17. “A Dog Has Died” by Pablo Neruda, Translated from the Spanish by Alfred Yankauer
My dog has died.
I buried him in the garden
next to a rusted old machine.
Some day I’ll join him right there,
but now he’s gone with his shaggy coat,
his bad manners and his cold nose,
and I, the materialist, who never believed
in any promised heaven in the sky
for any human being,
I believe in a heaven I’ll never enter.
Yes, I believe in a heaven for all dogdom
where my dog waits for my arrival
waving his fan-like tail in friendship.
Ai, I’ll not speak of sadness here on earth,
of having lost a companion
who was never servile.
His friendship for me, like that of a porcupine
withholding its authority,
was the friendship of a star, aloof,
with no more intimacy than was called for,
with no exaggerations:
he never climbed all over my clothes
filling me full of his hair or his mange,
he never rubbed up against my knee
like other dogs obsessed with sex.
No, my dog used to gaze at me,
paying me the attention I need,
the attention required
to make a vain person like me understand
that, being a dog, he was wasting time,
but, with those eyes so much purer than mine,
he’d keep on gazing at me
with a look that reserved for me alone
all his sweet and shaggy life,
always near me, never troubling me,
and asking nothing.
Ai, how many times have I envied his tail
as we walked together on the shores of the sea
in the lonely winter of Isla Negra
where the wintering birds filled the sky
and my hairy dog was jumping about
full of the voltage of the sea’s movement:
my wandering dog, sniffing away
with his golden tail held high,
face to face with the ocean’s spray.
Joyful, joyful, joyful,
as only dogs know how to be happy
with only the autonomy
of their shameless spirit.
There are no good-byes for my dog who has died,
and we don’t now and never did lie to each other.

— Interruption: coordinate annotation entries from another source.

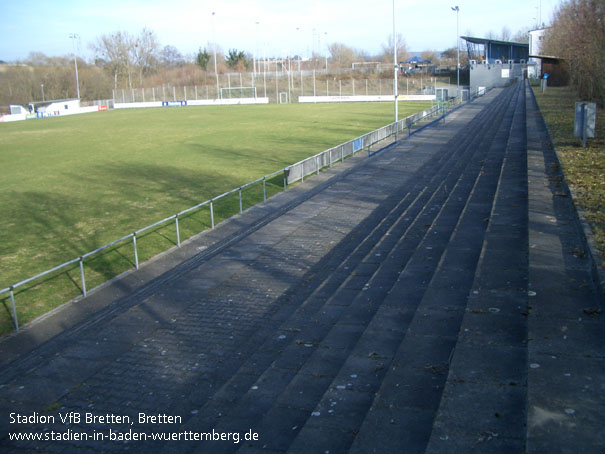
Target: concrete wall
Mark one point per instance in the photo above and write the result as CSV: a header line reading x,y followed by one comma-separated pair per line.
x,y
494,75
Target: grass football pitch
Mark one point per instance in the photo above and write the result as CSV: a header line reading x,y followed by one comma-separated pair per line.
x,y
72,184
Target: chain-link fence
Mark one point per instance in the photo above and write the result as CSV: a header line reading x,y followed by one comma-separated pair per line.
x,y
294,84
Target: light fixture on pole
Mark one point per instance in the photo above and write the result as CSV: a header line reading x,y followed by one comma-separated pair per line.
x,y
73,37
455,8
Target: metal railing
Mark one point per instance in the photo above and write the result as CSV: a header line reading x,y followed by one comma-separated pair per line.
x,y
291,174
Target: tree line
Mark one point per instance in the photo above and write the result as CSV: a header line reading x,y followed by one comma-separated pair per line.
x,y
124,61
577,36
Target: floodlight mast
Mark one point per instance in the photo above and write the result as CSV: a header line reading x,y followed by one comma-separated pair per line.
x,y
455,8
395,64
73,37
214,39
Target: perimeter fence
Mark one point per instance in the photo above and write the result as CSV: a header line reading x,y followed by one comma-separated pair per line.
x,y
231,203
294,83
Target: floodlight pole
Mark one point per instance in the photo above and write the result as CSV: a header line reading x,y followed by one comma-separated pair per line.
x,y
396,65
73,37
256,48
457,9
215,70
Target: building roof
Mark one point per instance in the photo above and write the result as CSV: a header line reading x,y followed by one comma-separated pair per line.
x,y
470,39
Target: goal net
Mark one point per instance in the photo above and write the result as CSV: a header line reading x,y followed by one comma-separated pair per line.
x,y
238,92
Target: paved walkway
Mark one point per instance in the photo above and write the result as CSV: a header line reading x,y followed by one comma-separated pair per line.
x,y
431,298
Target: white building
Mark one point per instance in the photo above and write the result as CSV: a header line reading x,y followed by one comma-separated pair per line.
x,y
536,41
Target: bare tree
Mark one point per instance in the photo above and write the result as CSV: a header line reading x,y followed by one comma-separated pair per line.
x,y
170,56
145,52
125,54
342,55
578,36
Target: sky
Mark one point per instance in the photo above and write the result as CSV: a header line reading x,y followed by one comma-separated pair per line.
x,y
261,27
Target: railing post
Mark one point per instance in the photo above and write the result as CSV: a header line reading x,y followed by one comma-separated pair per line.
x,y
82,276
136,254
16,322
211,215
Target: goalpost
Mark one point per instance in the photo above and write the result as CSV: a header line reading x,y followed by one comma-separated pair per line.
x,y
238,92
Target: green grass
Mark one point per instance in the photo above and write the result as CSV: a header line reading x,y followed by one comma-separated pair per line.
x,y
584,168
72,184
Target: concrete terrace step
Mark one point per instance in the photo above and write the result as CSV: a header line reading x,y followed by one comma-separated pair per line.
x,y
484,405
172,344
405,405
311,325
381,306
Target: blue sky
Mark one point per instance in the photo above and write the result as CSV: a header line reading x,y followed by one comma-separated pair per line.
x,y
283,27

So now he’s gone and I buried him,
and that’s all there is to it.
18. “Half Border and Half Lab” by Heather McHugh
Customs and chemistry
made a name for themselves
and it was Spot. He’s gone to some
utopos now, the dirty dog, doctor of
crotches, digger of holes. Your airy clarities be damned,
he loved our must and our mistakes — why hit him, then,
who did us good? He’s dead, he ought
to be at home. He’s damned
put out, and so am I.
* * *
When blue is carried out, the law is red.
When noon is said and done, it’s dusk again.
The greed for table makes the greed for bed.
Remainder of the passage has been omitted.